我在这里搜索并用谷歌搜索,但无济于事。当在 Weka 中进行聚类时,有一个方便的选项,类到聚类,它与算法产生的聚类相匹配,例如简单的 k-means,到您作为类属性提供的“基本事实”类标签。这样我们就可以看到聚类的准确性(不正确的百分比)。
现在,我如何在 Matlab 中实现这一点,即翻译我的 clusterClasses
向量,例如[1, 1, 2, 1, 3, 2, 3, 1, 1, 1]
与提供的地面实况标签向量相同的索引,例如[2, 2, 2, 3, 1, 3]
?
我想大概是基于聚类中心和标签中心,但我不确定如何实现!
如有任何帮助,我们将不胜感激。
文森特
最佳答案
几个月前,我在做集群时偶然发现了一个类似的问题。我并没有长时间搜索内置解决方案(尽管我确信它们一定存在)并最终编写了我自己的小脚本来将我找到的标签与基本事实进行最佳匹配。代码非常粗糙,但应该可以帮助您入门。

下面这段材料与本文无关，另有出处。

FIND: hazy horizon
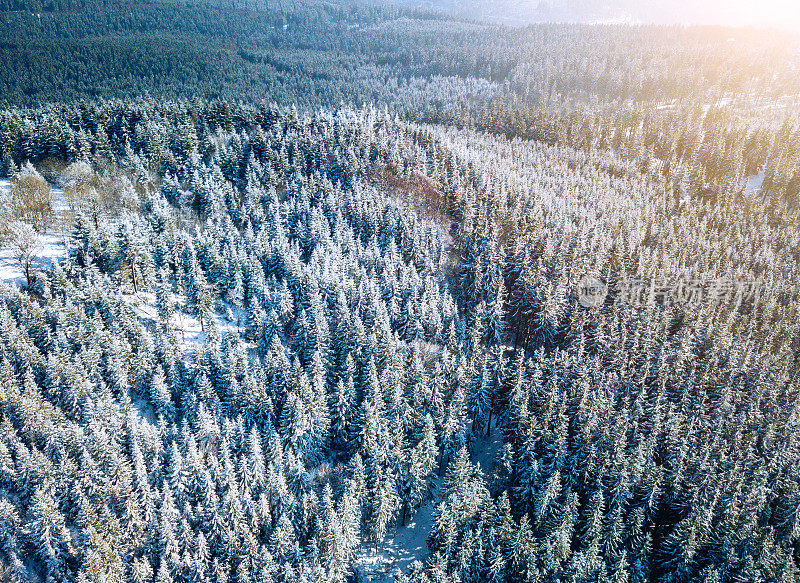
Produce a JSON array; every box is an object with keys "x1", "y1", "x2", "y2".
[{"x1": 382, "y1": 0, "x2": 800, "y2": 30}]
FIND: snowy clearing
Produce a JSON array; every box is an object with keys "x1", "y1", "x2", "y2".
[
  {"x1": 125, "y1": 291, "x2": 250, "y2": 352},
  {"x1": 0, "y1": 178, "x2": 68, "y2": 286},
  {"x1": 353, "y1": 500, "x2": 439, "y2": 583},
  {"x1": 744, "y1": 170, "x2": 766, "y2": 194}
]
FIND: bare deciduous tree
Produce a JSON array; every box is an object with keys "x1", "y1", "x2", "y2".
[
  {"x1": 10, "y1": 162, "x2": 53, "y2": 233},
  {"x1": 5, "y1": 221, "x2": 42, "y2": 287}
]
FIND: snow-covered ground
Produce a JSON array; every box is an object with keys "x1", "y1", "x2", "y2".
[
  {"x1": 125, "y1": 291, "x2": 244, "y2": 351},
  {"x1": 353, "y1": 500, "x2": 438, "y2": 583},
  {"x1": 0, "y1": 179, "x2": 68, "y2": 286},
  {"x1": 744, "y1": 170, "x2": 765, "y2": 194},
  {"x1": 353, "y1": 423, "x2": 503, "y2": 583}
]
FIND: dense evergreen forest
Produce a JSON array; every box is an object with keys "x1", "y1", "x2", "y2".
[{"x1": 0, "y1": 0, "x2": 800, "y2": 583}]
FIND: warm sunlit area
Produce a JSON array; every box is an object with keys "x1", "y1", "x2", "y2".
[{"x1": 0, "y1": 0, "x2": 800, "y2": 583}]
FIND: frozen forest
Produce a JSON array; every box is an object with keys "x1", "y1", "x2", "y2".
[{"x1": 0, "y1": 0, "x2": 800, "y2": 583}]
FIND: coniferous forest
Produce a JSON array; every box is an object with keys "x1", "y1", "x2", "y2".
[{"x1": 0, "y1": 0, "x2": 800, "y2": 583}]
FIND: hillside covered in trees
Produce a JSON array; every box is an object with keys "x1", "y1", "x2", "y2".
[{"x1": 0, "y1": 0, "x2": 800, "y2": 583}]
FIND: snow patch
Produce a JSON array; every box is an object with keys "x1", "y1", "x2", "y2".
[
  {"x1": 125, "y1": 291, "x2": 244, "y2": 352},
  {"x1": 0, "y1": 178, "x2": 69, "y2": 286},
  {"x1": 744, "y1": 170, "x2": 766, "y2": 194},
  {"x1": 353, "y1": 500, "x2": 438, "y2": 583},
  {"x1": 0, "y1": 234, "x2": 67, "y2": 287}
]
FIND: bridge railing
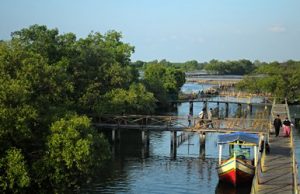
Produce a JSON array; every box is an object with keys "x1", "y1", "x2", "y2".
[
  {"x1": 93, "y1": 115, "x2": 270, "y2": 133},
  {"x1": 285, "y1": 99, "x2": 299, "y2": 194}
]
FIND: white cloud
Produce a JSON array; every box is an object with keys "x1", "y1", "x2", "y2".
[{"x1": 269, "y1": 25, "x2": 286, "y2": 33}]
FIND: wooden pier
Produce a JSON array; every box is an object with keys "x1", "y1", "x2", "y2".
[{"x1": 251, "y1": 103, "x2": 298, "y2": 194}]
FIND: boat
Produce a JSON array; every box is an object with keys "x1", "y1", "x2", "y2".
[{"x1": 217, "y1": 132, "x2": 259, "y2": 186}]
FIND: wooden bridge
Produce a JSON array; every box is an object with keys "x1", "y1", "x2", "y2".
[
  {"x1": 94, "y1": 115, "x2": 271, "y2": 133},
  {"x1": 251, "y1": 101, "x2": 298, "y2": 194}
]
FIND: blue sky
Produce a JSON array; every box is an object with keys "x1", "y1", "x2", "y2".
[{"x1": 0, "y1": 0, "x2": 300, "y2": 62}]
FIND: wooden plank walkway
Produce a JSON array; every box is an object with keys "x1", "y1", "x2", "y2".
[
  {"x1": 251, "y1": 104, "x2": 294, "y2": 194},
  {"x1": 93, "y1": 115, "x2": 270, "y2": 133}
]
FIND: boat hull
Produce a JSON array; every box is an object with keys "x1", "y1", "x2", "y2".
[{"x1": 217, "y1": 157, "x2": 255, "y2": 185}]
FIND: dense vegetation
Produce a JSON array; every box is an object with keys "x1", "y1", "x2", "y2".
[
  {"x1": 238, "y1": 61, "x2": 300, "y2": 102},
  {"x1": 204, "y1": 59, "x2": 255, "y2": 75},
  {"x1": 131, "y1": 59, "x2": 205, "y2": 72},
  {"x1": 0, "y1": 25, "x2": 185, "y2": 193},
  {"x1": 131, "y1": 59, "x2": 261, "y2": 75}
]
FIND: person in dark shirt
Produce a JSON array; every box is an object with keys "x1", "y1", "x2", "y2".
[
  {"x1": 283, "y1": 117, "x2": 292, "y2": 137},
  {"x1": 273, "y1": 115, "x2": 282, "y2": 137}
]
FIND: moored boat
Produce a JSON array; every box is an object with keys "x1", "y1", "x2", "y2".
[{"x1": 217, "y1": 132, "x2": 259, "y2": 185}]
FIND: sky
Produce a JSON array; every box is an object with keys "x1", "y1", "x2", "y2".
[{"x1": 0, "y1": 0, "x2": 300, "y2": 62}]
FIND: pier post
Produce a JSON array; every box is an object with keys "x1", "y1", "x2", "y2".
[
  {"x1": 190, "y1": 100, "x2": 194, "y2": 115},
  {"x1": 237, "y1": 103, "x2": 242, "y2": 118},
  {"x1": 199, "y1": 132, "x2": 205, "y2": 158},
  {"x1": 216, "y1": 102, "x2": 220, "y2": 119},
  {"x1": 111, "y1": 129, "x2": 116, "y2": 143},
  {"x1": 248, "y1": 104, "x2": 252, "y2": 115},
  {"x1": 142, "y1": 130, "x2": 146, "y2": 145},
  {"x1": 203, "y1": 99, "x2": 208, "y2": 110},
  {"x1": 225, "y1": 102, "x2": 229, "y2": 117},
  {"x1": 171, "y1": 131, "x2": 177, "y2": 159}
]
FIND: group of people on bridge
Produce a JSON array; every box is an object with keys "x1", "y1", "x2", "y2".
[{"x1": 188, "y1": 108, "x2": 214, "y2": 128}]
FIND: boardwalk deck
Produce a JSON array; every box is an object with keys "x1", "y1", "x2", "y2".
[
  {"x1": 94, "y1": 115, "x2": 270, "y2": 133},
  {"x1": 251, "y1": 104, "x2": 295, "y2": 194}
]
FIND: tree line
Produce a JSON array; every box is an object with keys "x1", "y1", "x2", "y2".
[
  {"x1": 0, "y1": 25, "x2": 185, "y2": 193},
  {"x1": 131, "y1": 59, "x2": 260, "y2": 75},
  {"x1": 237, "y1": 60, "x2": 300, "y2": 103}
]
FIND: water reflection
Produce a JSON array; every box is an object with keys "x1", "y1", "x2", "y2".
[
  {"x1": 79, "y1": 84, "x2": 272, "y2": 194},
  {"x1": 215, "y1": 182, "x2": 251, "y2": 194}
]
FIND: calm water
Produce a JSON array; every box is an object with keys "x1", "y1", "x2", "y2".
[{"x1": 80, "y1": 84, "x2": 300, "y2": 194}]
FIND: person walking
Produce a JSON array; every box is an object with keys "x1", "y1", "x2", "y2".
[
  {"x1": 273, "y1": 115, "x2": 282, "y2": 137},
  {"x1": 188, "y1": 113, "x2": 193, "y2": 127},
  {"x1": 283, "y1": 117, "x2": 292, "y2": 137},
  {"x1": 207, "y1": 108, "x2": 214, "y2": 128},
  {"x1": 199, "y1": 108, "x2": 206, "y2": 127}
]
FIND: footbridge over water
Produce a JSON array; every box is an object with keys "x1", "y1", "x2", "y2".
[
  {"x1": 251, "y1": 101, "x2": 299, "y2": 194},
  {"x1": 93, "y1": 114, "x2": 271, "y2": 158}
]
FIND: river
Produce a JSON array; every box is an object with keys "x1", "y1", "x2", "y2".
[{"x1": 79, "y1": 83, "x2": 300, "y2": 194}]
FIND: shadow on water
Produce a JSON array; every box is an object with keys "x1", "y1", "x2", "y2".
[{"x1": 215, "y1": 181, "x2": 251, "y2": 194}]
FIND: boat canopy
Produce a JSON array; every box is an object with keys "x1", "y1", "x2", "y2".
[{"x1": 218, "y1": 132, "x2": 259, "y2": 145}]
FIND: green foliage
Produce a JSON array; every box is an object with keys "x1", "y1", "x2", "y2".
[
  {"x1": 204, "y1": 59, "x2": 255, "y2": 75},
  {"x1": 0, "y1": 25, "x2": 155, "y2": 192},
  {"x1": 0, "y1": 147, "x2": 30, "y2": 193},
  {"x1": 99, "y1": 84, "x2": 156, "y2": 114},
  {"x1": 45, "y1": 115, "x2": 110, "y2": 189},
  {"x1": 238, "y1": 61, "x2": 300, "y2": 102},
  {"x1": 144, "y1": 63, "x2": 185, "y2": 105}
]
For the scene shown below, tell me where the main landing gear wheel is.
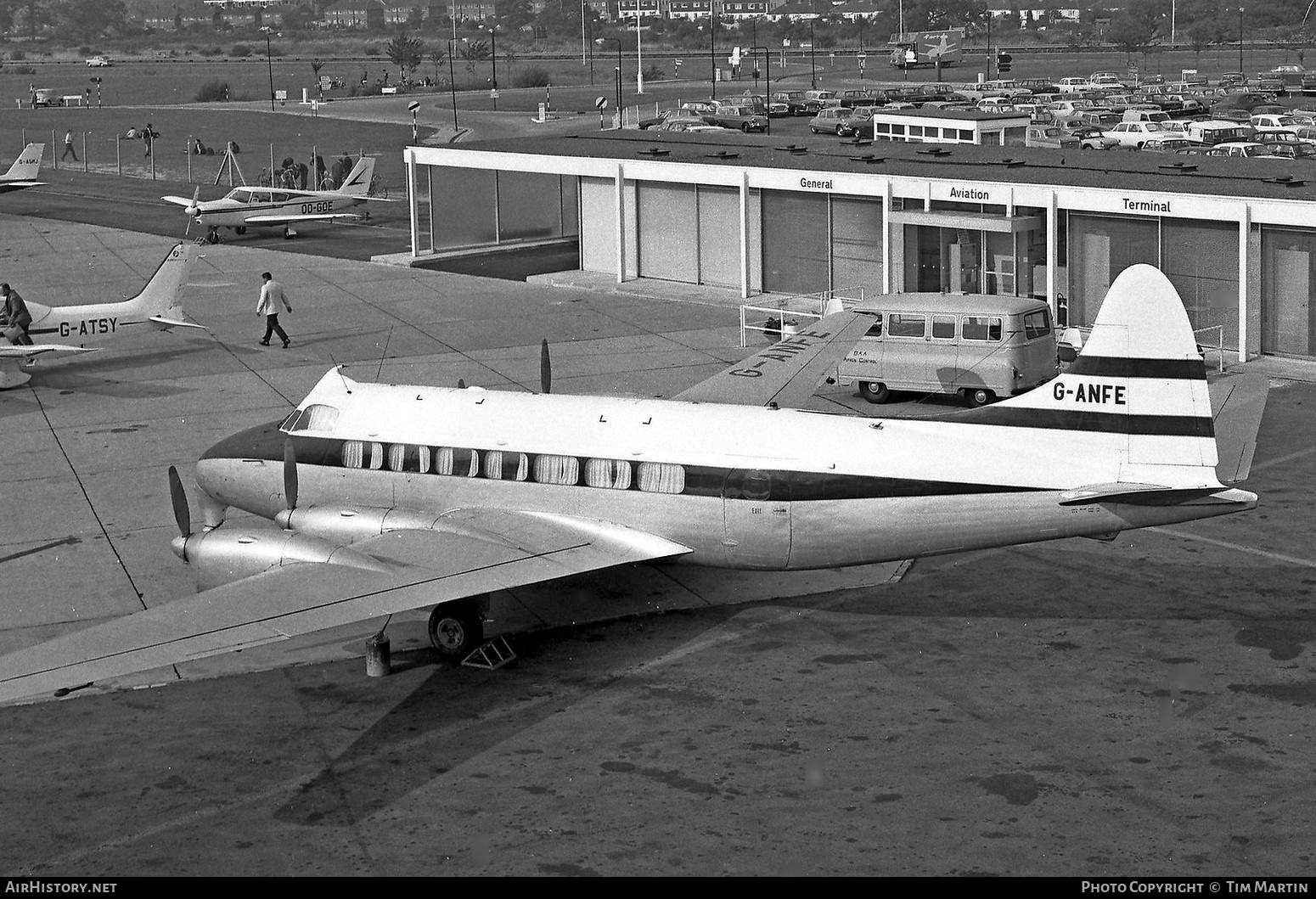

它基于尝试对标签进行所有可能的重新排列以查看最适合真值向量的方法。这意味着给定一个聚类结果 yte = [3 3 2 1]
和 ground truth y = [1 1 2 3]
,脚本将尝试匹配 [3 3 2 1]、[3 3 1 2]、[2 2 3 1]、[2 2 1 3]、[1 1 2 3] 和 [1 1 3 2]
与 y
找到最佳匹配。
这是基于使用内置脚本 perms()
女巫不能处理超过 10 个独特的集群。对于 7-10 个独特的集群,代码也可能趋于缓慢,因为复杂性会以阶乘的形式增长。
function [accuracy, true_labels, CM] = calculateAccuracy(yte, y)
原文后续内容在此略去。